Strona 2 z 2

zbieżność tył a belka.

: śr mar 06, 2013 17:23
autor: PawełekK
To dlaczego w wahaczu nie ma otworów tylko są "fasolki"*?

*otwór o owalnym kształcie.

zbieżność tył a belka.

: śr mar 06, 2013 19:24
autor: wojtas46
Właśnie na tych " fasolkach " jest możliwość ustawienia kąta

zbieżność tył a belka.

: śr mar 06, 2013 22:21
autor: Rs2
Zaznaczam że mechanikę znam tylko z opowieści i książek ale pozwole zabrać głos

W mk2 też na wahaczu są fasolki a pochylenie koła reguluje się na kolumnie, przy sworzniu nic się nie rusza, śruby mają być ustawione "na środku" tak samo jest w mk4 tylko że tam pochylenie jest na stałe nie da się go regulować na kolumnie.

Jak pochylenie jest zrąbane to trzeba szukać przyczyny, krzywy wahacz? amortyzator? spotkanie z przystankiem?

Dobry pomiar geometrii powie wszystko ewentualnie płyta pomiarowa
Zdrówką życzę

zbieżność tył a belka.

: śr mar 06, 2013 22:26
autor: matimur
Gdybyś chciał regulować wartości kąta w granicach 2 stopmni, jak to jest w autach z możliwością regulacji np. na łączeniu amora ze zwrotnicą, to w przypadku golfa "fasolki na sworzniu musiały by mieć chyba z pół metra średnicy :kac: Wystarczy trochę wyobraźni żeby zakumać że kąt zmienia się poprzez załamywanie ramienia (amor ze zwrotnicą) a nie poprzez wychylanie całego ramienia. Żeby zakumać zobrazuje to tak: "Noga"-większość ją ma to może sobie przećwiczyć. Udo to amortyzator, łydka to zwrotnica a stopa to sworzeń. Zginając nogę w kolanie stopa pozostaje w tym samym pionie a łydka uzyskuje zmianę kąta względem pionu.
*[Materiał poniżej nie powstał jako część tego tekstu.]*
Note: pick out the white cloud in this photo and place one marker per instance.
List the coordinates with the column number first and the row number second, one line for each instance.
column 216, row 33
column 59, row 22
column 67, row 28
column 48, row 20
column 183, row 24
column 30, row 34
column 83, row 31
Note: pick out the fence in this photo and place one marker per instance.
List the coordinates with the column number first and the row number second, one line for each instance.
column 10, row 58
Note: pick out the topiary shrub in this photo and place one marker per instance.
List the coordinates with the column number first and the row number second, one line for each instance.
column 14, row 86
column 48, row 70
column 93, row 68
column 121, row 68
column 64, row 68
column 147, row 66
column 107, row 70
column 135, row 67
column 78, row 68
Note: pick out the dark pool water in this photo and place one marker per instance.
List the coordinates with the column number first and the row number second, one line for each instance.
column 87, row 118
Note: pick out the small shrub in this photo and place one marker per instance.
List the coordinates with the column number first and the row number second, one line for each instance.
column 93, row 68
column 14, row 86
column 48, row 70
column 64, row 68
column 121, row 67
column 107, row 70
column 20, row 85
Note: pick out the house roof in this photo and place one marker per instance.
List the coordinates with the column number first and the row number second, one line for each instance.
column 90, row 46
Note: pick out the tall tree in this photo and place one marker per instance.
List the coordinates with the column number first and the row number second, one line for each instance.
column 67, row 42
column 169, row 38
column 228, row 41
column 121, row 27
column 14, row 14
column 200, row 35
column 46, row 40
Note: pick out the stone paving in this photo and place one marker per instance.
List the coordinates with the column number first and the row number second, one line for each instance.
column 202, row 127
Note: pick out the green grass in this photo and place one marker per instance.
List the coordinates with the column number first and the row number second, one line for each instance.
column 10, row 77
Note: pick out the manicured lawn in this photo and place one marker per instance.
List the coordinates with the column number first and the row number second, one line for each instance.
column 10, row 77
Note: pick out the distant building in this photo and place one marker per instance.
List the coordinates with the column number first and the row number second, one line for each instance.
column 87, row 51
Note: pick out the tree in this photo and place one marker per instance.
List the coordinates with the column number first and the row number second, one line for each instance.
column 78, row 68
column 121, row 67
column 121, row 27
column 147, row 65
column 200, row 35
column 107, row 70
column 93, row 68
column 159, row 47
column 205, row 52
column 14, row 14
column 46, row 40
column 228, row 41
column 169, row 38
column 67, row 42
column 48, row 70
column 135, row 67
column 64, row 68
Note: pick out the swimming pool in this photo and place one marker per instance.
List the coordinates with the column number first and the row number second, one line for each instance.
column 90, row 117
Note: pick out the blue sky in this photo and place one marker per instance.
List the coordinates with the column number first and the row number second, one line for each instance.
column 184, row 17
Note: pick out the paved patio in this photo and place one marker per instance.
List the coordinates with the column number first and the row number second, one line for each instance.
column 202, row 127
Jeśli chciałbyś uzyskać takie same pochylenie łydki ruszając sztywną nogą przesuwając tylko stopę (sworzeń) to pewnie stopa wylądowała by na orbicie. I tak odkrywamy że ziemia jest okragła a nie płaska :pub:

zbieżność tył a belka.

: śr mar 06, 2013 22:34
autor: Rs2
a wysunięcie sworznia maksymalnie powoduje przesuniecie całej kolumny i co na to przeguby napędowe?